La risposta di Gesù è descritta da un verbo che esprime un sentimento materno (si commosse nelle viscere) e da un gesto inaudito: tocca il lebbroso, rendendosi lui stesso impuro, partecipe dell’emarginazione del malato, e intima imperiosamente la guarigione del lebbroso non dicendo «ti purifico» ma «sii purificato» al passivo e rinviando al Padre come causa ultima della purificazione della quale Gesù era stato il mediatore.
A questo punto il comportamento di Gesù sembra contraddire la tenerezza precedente, perché il lebbroso è congedato bruscamente con un severo rimprovero a non divulgare l’accaduto. Possiamo pensare che Gesù freme adirato, ravvisando nella lebbra qualcosa che deturpa l’originale progetto di Dio “che non ha creato la morte e non vuole la rovina dei viventi” (Sap 1,22). Gesù vuole il bene del malato e non il proprio successo per questo intima al lebbroso guarito il celebre “segreto messianico” e, rispettoso delle regole della Legge mosaica, lo invia al sacerdote per gli usuali riti che servono a reintegrarlo nella comunità (Lv 14,2-32).
L’azione di Gesù lo rivela come Messia, che fin dalla giornata inaugurale di Cafarnao anticipa quella che sarà la sua lotta contro il male in un duello di vita e di morte. La vittoria sul male fisico è una caparra di quanto avverrà nella risurrezione.
Il lebbroso però trasgredisce l’ordine di non divulgare la notizia e con una serie di vocaboli usati per descrivere la missione di Gesù, e cioè “uscire o allontanarsi”, “proclamare” molte cose e “divulgare la notizia” consolidando la fama, viene descritta anche la sua azione nel divulgare la notizia dell’accaduto.
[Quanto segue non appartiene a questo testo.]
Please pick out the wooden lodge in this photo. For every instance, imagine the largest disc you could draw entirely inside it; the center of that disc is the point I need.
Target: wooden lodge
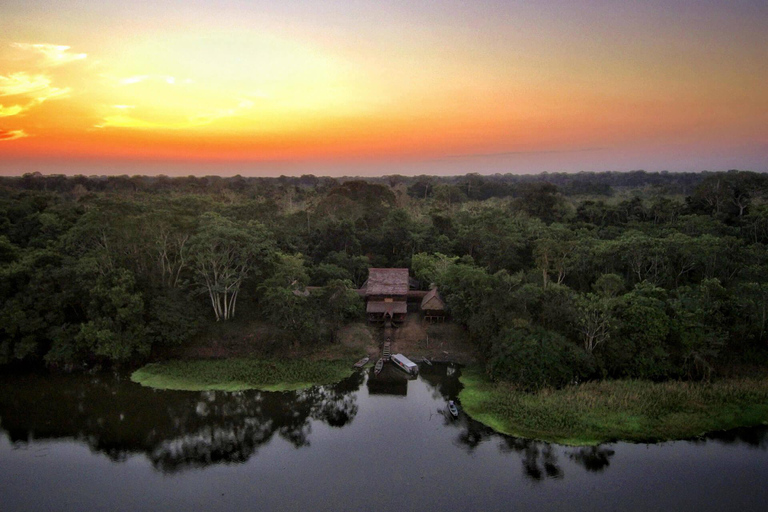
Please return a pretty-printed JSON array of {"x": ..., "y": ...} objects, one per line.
[{"x": 386, "y": 294}]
L’ex emarginato, considerato, in quanto lebbroso, tagliato fuori dal Regno del Messia, diventa punto di riferimento per altri sani. Infatti Gesù si vede costretto a non entrare più pubblicamente in città, si trova ai margini come il lebbroso; questo però crea un movimento di uscita delle persone che si recano a lui da ogni parte.
Noi ora viviamo in un tempo e in un mondo che hanno un approccio molto diverso rispetto alla malattia e la fiducia nella scienza medica fa guardare con speranza al superamento di tanti problemi legati al male fisico, ma la nostra società non sembra altrettanto preoccupata della guarigione del male morale.
L’epitaffio che lo scrittore statunitense Edgar Lee Masters nella sua Antologia di Spoon River immagina posto sulla tomba di  Abel Melveny recita:

   Compravo tutti i tipi di macchine esistenti
   macine, scorzatoi, piantatrici, falciatrici,
   spremitori, sarchiatrici, aratri e trebbiatrici
   e stavano tutte alla pioggia e al sole,
   finendo arrugginite, contorte e scassate,
   perché non avevo una tettoia per metterle al riparo,
   e per lo più non sapevo che farne.
   E verso la fine, quando ci ripensai,
   accanto alla finestra, vedendo più chiaro
   in me stesso, mentre il mio polso rallentava,
   e guardavo una macina che comprai
   senza averne alcun bisogno,
   come poi si dimostrò, e non feci mai funzionare
   una bella macchina, un tempo smaltata a lucido,
   e smaniosa di fare il suo lavoro,
   ora con la vernice sbiadita
   mi vidi anch’io come una buona macchina
   che la vita non aveva usato”.

Mi sembra l’immagine perfetta della lebbra interiore che consuma la meraviglia della creatura umana fatta ad immagine di Dio, facendone un rottame senza scopo. Gesù è venuto per fare in modo che questo non accada se accettiamo di farci guarire dalla sua grazia, dal suo amore e di farci guidare dal suo Vangelo, che resta ancora l’unica vera “bella notizia” per un’umanità per molti versi stanca.